A freezing night in Berlin. Silence. Mist. Breath steams above a gaggle of grey-faced men, collars upturned. An unbearable tension in the air. Binoculars trained across the River Havel from Wannsee to Potsdam. An officer reaches into the pocket of his greatcoat to take a bite of schnapps. Another smokes nervously. Then, at last, a light on the east side of the Glienicke Bridge.
The exchange is on. There is almost a sense of relief as the action begins. This is the moment in the spy film after the espionage is over, the mole exposed and the agonising denouement can begin.
On a roasting May afternoon, Wembley did not look much like Berlin in November, but there was a similar sense of tension, the working out of murky games, a victory that could not help but be compromised. The demands of integrity meant Southampton had to be punished, but their espionage has tainted the Championship playoffs. In the world of shadows, there are few moral absolutes, although a consensus seems rapidly to have emerged on Tonda Eckert.
The Hull owner, Acun Ilicali, said before the game he would take legal action if Middlesbrough were to be victorious – arguing that as Boro had not won their semi-final, but awarded Southampton’s place after their expulsion, they had no business being in the final. “Our legal team says we have to go for action, that’s for sure,” he told Radio Humberside. “We have no doubt about it.”
Perhaps Hull did have a case – certainly they had a point that they had been disadvantaged by having to prepare for two possible opponents, whereas both of those opponents knew who they would be facing – but, equally, it felt slightly unseemly. The Football League must have been relieved they did not have to find out how strong that case was.
At the final whistle, Ilicali dissolved into tears. His, too, is an unlikely, and not uncontroversial, story. He was a sports reporter who became a television celebrity in Turkey with a travel show he presented. He invested in other shows and became such a major media player that he has been one of Turkey’s 100 most taxed people since 2008.

If the uncertainty did hamper Sergej Jakirovic’s preparations, though, there was no sign of it. No side in the Championship had more possession than Boro this season and Hull essentially let them have the ball, denying them passing options in the final third. Although Boro had 13 shots, none of them were on target. Given Hull conceded 66 goals this season, more than relegated Oxford, that was a striking statistic. Jakirovic cites Jürgen Klopp and his dynamic hard-pressing football as his model; it’s fair to say he played against type here.
Jakirovic is the definition of a journeyman: as a centre-back he played for 19 clubs, three of them twice. As a manager, he is on his eighth position and he doesn’t turn 50 till December. He will become the first Bosnian manager in the Premier League.
The job he has done is remarkable. Last season, Hull avoided relegation to the third flight only on goal difference after burning through Tim Walter, Rúben Selles and Liam Rosenior in a year. They have been operating under a transfer embargo imposed for late payments on a loan fee to Aston Villa for Louie Barry and yet somehow dragged their way into the Premier League.

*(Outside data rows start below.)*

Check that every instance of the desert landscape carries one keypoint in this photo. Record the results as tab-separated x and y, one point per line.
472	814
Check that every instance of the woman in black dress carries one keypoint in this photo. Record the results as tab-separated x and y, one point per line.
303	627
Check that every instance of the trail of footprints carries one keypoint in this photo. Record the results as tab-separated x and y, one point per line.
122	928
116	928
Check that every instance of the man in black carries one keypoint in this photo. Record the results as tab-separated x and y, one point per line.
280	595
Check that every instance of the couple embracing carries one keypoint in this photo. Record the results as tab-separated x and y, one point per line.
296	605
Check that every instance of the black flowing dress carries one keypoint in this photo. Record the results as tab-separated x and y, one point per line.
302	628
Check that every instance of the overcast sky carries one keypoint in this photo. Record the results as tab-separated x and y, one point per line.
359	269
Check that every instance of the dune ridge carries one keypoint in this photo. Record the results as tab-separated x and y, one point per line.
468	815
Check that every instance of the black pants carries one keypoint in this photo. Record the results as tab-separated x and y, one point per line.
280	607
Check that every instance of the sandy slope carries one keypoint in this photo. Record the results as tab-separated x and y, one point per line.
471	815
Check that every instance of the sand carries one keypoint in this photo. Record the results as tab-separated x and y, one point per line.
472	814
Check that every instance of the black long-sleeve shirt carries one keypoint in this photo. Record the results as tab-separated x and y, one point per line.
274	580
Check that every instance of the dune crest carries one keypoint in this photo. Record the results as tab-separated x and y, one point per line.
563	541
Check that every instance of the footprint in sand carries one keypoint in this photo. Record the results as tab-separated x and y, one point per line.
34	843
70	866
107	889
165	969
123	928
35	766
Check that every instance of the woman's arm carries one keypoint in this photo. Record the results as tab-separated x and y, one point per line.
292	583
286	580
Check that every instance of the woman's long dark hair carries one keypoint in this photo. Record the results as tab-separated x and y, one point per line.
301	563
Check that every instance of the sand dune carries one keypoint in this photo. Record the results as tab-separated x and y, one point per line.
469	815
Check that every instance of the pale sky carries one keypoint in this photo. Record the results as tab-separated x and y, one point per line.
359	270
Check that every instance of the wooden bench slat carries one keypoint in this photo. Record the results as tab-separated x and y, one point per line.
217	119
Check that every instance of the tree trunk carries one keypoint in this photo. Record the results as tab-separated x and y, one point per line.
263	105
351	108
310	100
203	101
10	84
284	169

There will have to be large investment if this squad is to have a chance of matching the achievements of Sunderland and Leeds in staying up, but that is a consideration for another day. This was a joyful afternoon that, after all the intrigue and debate, will live in Hull memories for ever.
If Eckert, even in his absence, was the main character, the second-biggest was the temperature. It was an oppressive afternoon, so hot that long passages of play went by in a soporific daze and every slight knock was taken as an opportunity to take on fluids. Nobody could run, nobody could think. As a football match it was drab, featuring one shot on target – a gentle floater from Mohamed Belloumi – before Oli McBurnie’s winner, but as an occasion the stakes maintained a dreadful tension until the fateful error.
It was that sort of film. There were few moments of high drama, more an incessant intensity, a constant anxiety building to the dramatic finale. McBurnie was released by Sheffield United when they were relegated from the Premier League in 2023-24 and picked up on a free by Hull from Las Palmas. But he’s back from the wilderness, he’s crossed the bridge as an improbable hero and, for now, everybody can relax. For Hull, peering through the fraught night, this was mission accomplished.